1985年に発表された、ジョン・アーヴィングの小説”The Cider House Rules”を基に製作された作品。
外の世界を知らない孤児院で育った青年と彼を育てた医師との親交と大人へと成長していく心の動きを描く、監督ラッセ・ハルストレム、主演トビー・マグワイアマイケル・ケインシャーリーズ・セロンデルロイ・リンドポール・ラッドキャシー・ベイカー他共演による感動のドラマ。

アカデミー賞 ■ ストーリー ■ 解説


ドラマ

シャーリーズ・セロン / Charlize Theron 作品一覧


スタッフ キャスト
監督:ラッセ・ハルストレム
製作:リチャード・N・グラッドスタイン
原作:ジョン・アーヴィングThe Cider House Rules
脚本:ジョン・アーヴィング
撮影:オリヴァー・ステイプルトン
編集:リサ・ゼノ・チャージン
美術・装置
デヴィッド・グロップマン
ベス・A・ルビーノ
音楽:レイチェル・ポートマン

出演
トビー・マグワイア:ホーマー・ウェルズ
マイケル・ケイン:ウィルバー・ラーチ
シャーリーズ・セロン:キャンディ・ケンドール
デルロイ・リンド:アーサー・ローズ
ポール・ラッド:ウォリー・ワージントン
キャシー・ベイカー:アンジェラ
ジェーン・アレキサンダー:エドナ
エリカ・バドゥ:ローズ・ローズ
キーラン・カルキン:パスター
J・K・シモンズ:レイ・ケンドール
ケイト・ネリガン:オリーヴ・ワージントン
K・トッド・フリーマン:マディ
エヴァン・パーク:ジャック
スカイ・マッコール・バートシアク:ヘイゼル
エリック・パー・サリヴァン:ファジー・ストーン
パス・デ・ラ・ウエルタ:メアリー・アグネス
ヘヴィー・D:ピーチス
アニー・コーレイ:カーラ

アメリカ 映画
配給 ミラマックス
1999年製作 125分
公開
北米:1999年12月10日
日本:2000年7月1日
製作費 $24,000,000
北米興行収入 $57,536,360
世界 $88,545,090


アカデミー賞
第72回アカデミー賞

・受賞
助演男優(マイケル・ケイン
脚色賞
・ノミネート
作品・監督・編集・作曲・美術賞


*詳細な内容、結末が記載されています。
ストーリー
ニューイングランドメイン州、セント・クラウズ。
孤児院で生まれ育ったホーマー・ウェル(トビー・マグワイアズ)は、引き取り先が見つからず、ウィルバー・ラーチ院長(マイケル・ケイン)は、彼の将来のために医術を教えてきた。

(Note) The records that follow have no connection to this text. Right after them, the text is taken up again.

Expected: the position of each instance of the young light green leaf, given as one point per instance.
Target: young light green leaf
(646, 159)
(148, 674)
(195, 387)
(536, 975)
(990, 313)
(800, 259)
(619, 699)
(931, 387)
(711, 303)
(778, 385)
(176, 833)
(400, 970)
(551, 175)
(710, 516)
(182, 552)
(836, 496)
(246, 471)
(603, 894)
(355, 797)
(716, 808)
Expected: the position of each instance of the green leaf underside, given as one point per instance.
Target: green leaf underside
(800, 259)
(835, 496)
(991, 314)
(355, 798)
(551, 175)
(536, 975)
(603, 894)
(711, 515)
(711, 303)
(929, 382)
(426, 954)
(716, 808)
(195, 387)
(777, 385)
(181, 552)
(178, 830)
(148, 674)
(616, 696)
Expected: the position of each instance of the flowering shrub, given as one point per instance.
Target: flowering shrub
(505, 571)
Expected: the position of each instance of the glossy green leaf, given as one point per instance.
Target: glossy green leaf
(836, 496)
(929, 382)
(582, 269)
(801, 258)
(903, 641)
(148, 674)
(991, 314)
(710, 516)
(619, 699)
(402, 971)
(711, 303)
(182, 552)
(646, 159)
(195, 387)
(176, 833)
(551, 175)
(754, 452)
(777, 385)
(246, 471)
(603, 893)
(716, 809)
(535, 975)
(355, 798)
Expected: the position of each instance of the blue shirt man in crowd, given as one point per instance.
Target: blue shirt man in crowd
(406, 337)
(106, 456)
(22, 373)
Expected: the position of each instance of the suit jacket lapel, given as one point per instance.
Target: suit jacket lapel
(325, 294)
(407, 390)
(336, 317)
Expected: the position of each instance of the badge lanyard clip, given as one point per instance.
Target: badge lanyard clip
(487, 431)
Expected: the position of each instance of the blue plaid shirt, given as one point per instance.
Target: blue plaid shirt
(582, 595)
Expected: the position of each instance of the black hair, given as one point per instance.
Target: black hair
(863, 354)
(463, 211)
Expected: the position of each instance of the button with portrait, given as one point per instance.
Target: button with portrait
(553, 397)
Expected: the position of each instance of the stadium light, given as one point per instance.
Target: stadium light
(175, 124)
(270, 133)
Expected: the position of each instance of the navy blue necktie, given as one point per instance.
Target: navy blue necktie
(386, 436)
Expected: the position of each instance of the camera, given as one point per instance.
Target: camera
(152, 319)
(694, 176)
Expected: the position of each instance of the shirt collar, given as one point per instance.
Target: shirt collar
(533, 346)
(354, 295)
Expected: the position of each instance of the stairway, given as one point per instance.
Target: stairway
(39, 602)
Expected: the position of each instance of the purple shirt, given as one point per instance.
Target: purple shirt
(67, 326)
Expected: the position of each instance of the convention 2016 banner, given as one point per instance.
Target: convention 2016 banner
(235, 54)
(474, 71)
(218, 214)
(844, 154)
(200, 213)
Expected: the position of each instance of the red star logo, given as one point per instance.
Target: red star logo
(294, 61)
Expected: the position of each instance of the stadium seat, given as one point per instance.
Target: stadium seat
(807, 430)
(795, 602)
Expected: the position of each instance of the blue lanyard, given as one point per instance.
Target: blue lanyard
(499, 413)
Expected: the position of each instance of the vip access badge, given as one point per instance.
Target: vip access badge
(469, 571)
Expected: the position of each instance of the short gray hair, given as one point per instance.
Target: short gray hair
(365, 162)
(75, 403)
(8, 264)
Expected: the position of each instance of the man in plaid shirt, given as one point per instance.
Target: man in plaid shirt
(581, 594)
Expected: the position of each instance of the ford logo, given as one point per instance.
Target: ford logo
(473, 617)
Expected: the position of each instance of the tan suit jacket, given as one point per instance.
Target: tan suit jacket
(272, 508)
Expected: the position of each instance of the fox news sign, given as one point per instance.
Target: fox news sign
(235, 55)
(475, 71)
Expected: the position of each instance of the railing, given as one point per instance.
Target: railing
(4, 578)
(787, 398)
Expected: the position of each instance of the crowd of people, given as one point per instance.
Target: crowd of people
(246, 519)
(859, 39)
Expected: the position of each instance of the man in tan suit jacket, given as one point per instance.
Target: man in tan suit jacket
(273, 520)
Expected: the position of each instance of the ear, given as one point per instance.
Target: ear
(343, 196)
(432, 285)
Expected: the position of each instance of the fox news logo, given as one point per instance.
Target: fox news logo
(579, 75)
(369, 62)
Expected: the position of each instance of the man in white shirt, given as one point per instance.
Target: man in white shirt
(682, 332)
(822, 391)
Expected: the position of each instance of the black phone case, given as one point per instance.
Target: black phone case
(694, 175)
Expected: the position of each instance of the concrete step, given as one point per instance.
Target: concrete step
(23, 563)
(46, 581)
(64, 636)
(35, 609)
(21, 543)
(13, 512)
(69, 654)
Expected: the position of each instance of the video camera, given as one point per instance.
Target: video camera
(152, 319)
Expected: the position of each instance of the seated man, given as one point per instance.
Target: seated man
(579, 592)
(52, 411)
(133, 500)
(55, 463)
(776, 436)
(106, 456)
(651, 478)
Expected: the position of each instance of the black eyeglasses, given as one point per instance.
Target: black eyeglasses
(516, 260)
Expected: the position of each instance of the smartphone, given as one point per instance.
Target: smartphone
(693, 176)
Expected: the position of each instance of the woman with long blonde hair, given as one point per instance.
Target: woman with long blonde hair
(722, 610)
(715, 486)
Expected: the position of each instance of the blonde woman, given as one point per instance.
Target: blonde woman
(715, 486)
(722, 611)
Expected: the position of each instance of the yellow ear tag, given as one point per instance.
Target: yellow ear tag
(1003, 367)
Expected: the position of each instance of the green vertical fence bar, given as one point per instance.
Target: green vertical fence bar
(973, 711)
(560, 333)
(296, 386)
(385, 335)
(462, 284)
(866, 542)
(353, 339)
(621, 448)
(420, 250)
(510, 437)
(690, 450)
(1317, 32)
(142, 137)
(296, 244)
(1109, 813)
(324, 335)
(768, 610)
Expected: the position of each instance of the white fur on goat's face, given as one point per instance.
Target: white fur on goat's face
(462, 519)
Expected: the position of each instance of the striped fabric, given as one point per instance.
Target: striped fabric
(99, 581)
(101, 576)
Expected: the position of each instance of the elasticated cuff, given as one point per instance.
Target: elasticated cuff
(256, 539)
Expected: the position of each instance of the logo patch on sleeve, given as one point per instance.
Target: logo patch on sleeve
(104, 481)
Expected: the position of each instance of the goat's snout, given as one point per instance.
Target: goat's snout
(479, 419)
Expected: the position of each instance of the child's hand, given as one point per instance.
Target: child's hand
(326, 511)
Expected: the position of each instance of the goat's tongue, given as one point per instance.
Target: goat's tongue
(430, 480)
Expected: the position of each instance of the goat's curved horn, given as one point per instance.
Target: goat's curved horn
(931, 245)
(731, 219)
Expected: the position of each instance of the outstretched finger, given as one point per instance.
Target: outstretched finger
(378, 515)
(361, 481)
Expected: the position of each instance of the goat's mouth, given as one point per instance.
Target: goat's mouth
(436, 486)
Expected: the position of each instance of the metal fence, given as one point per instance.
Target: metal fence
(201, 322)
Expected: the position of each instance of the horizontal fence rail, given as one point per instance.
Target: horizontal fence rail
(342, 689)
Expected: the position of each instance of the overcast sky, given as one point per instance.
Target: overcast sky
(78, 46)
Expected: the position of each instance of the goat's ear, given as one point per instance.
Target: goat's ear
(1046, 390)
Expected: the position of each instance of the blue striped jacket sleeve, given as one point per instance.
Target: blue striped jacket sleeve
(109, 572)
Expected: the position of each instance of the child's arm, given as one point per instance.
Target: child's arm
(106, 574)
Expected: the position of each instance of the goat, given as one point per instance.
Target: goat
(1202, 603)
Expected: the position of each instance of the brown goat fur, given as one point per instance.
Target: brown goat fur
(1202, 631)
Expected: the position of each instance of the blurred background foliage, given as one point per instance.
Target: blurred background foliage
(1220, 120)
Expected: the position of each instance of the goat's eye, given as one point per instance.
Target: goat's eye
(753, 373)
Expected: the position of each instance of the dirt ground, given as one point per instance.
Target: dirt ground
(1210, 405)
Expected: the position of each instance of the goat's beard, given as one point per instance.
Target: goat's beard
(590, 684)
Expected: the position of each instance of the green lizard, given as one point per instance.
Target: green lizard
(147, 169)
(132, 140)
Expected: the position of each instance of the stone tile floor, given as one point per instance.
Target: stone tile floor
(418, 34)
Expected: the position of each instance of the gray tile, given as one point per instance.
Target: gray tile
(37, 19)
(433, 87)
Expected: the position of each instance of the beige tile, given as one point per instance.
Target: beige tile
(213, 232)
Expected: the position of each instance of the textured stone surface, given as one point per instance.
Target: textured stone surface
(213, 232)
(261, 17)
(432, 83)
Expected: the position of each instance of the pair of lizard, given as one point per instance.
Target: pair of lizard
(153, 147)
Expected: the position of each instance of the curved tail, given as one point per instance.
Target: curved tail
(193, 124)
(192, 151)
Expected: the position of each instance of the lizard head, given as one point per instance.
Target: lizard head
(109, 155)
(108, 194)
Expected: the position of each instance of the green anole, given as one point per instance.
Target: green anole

助産医のラーチは、恵まれない子供を救うために、禁止されていた堕胎手術を行っていたが、ホーマーはその道を拒んだ。

1943年3月。
エーテル中毒のラーチを気遣いながら、助手として彼を支えるホーマーは、人の役に立つと考えるラーチから堕胎処置を行うように言われても、それだけには従わなかった。

ラーチから、技術的には立派な産婦人科医だと言われたホーマーは、看護師のアンジェラ(キャシー・ベイカー)とエドナ(ジェーン・アレキサンダー)らと共に働きながら、バスター(キーラン・カルキン)や心臓の弱いファジー・ストーン(エリック・パー・サリヴァン)ら子供達の世話もした。
...全てを見る(結末あり)

ある日ホーマーは、堕胎手術のために訪ねて来た、キャンディ・ケンドール(シャーリーズ・セロン)と恋人で陸軍少尉のウォリー・ワージントン(ポール・ラッド)を迎える。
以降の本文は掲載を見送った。